The United Nations is scheduled to vote on the draft later on Friday; Syrian and Iranian diplomats have both hinted they might not support it.
"We have a deal that everyone can live with," an unnamed Western diplomat told the Reuters news agency.
"Now the question, is will Iran do the right thing? Will they go against something the entire Arab League and everyone else here is ready to support?"
Opposition from either country would be enough to stall the agreement, because all signatories to the treaty are required to approve the changes.
A "WMD-free" Zone
Iranian negotiators want a provision requiring the five official nuclear powers – the US, UK, France, Russia and China – to establish a timetable to dismantle their nuclear arsenals.
The NPT is intended to stop the spread of nuclear weapons. It allowed those existing nuclear powers to keep their weapons.
"The five nuclear-weapon states cannot easily and totally ignore this legitimate request.

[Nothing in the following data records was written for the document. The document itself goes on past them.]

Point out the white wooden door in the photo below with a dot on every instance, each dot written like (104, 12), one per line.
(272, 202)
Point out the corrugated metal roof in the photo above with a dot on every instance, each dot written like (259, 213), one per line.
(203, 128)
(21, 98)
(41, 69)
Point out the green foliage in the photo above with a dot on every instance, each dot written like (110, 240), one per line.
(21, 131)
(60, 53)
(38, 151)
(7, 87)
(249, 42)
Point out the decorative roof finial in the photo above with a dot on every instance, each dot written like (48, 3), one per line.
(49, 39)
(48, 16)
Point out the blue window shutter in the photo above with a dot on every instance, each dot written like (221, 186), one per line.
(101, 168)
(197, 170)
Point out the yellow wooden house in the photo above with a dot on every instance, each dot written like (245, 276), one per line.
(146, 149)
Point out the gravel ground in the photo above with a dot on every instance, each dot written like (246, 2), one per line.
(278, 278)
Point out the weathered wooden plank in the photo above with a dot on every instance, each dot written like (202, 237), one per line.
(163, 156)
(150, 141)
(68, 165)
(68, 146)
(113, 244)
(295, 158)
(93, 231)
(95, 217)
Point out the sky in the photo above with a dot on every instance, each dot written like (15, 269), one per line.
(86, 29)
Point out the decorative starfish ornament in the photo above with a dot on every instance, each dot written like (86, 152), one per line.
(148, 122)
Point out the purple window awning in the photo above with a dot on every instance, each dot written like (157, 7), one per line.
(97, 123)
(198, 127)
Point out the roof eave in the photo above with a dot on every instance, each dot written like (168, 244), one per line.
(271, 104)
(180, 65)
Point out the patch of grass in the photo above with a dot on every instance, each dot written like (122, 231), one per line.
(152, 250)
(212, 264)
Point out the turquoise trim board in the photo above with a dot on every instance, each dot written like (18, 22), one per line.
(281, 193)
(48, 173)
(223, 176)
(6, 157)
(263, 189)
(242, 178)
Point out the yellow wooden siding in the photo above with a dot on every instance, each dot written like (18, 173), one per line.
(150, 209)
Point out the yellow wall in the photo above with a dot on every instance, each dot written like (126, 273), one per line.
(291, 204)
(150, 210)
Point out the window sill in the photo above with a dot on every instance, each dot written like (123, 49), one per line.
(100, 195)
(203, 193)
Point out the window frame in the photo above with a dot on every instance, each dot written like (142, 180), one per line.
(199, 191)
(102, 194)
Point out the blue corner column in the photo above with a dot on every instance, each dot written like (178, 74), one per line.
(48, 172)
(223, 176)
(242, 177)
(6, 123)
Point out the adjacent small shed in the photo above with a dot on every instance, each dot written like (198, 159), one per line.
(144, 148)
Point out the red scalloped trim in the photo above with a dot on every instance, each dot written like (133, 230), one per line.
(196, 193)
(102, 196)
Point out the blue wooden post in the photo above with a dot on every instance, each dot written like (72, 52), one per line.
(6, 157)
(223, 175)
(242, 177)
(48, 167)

If so, then the conference will not be successful," Ali Asghar Soltanieh, Iran’s ambassador to the IAEA, said.
Israel is one of only three states which never signed the NPT, the other two being India and Pakistan.
It is believed to have a nuclear arsenal, though it refuses to confirm or deny its existence.
The 2012 meeting – on a "weapons of mass destruction"-free Middle East – could effectively force Israel to declare and dismantle its nuclear weapons program.
Israel has said it backs such an agreement in principle, but only after signing peace treaties with other countries in the region.
The US had initially sought to block the provision; Washington has long shielded Israel from pressure to disclose the details of its nuclear program. But American diplomats eventually agreed to the provision to salvage the conference.
"The Arab group basically drew a line in the sand and said, this is as far as we can go in compromising. This language must stay, or we will not back the final document," Al Jazeera’s Kristen Saloomey said, reporting from New York.
"[And] the United States was very interested in moving this agenda of non-proliferation forward."
Ellen Tauscher, the US under-secretary of state for arms control, said "the United States deeply regrets" that the draft pressures Israel to join the NPT.
If negotiators agree on a bargain, it would be the first successful NPT review meeting since 2000.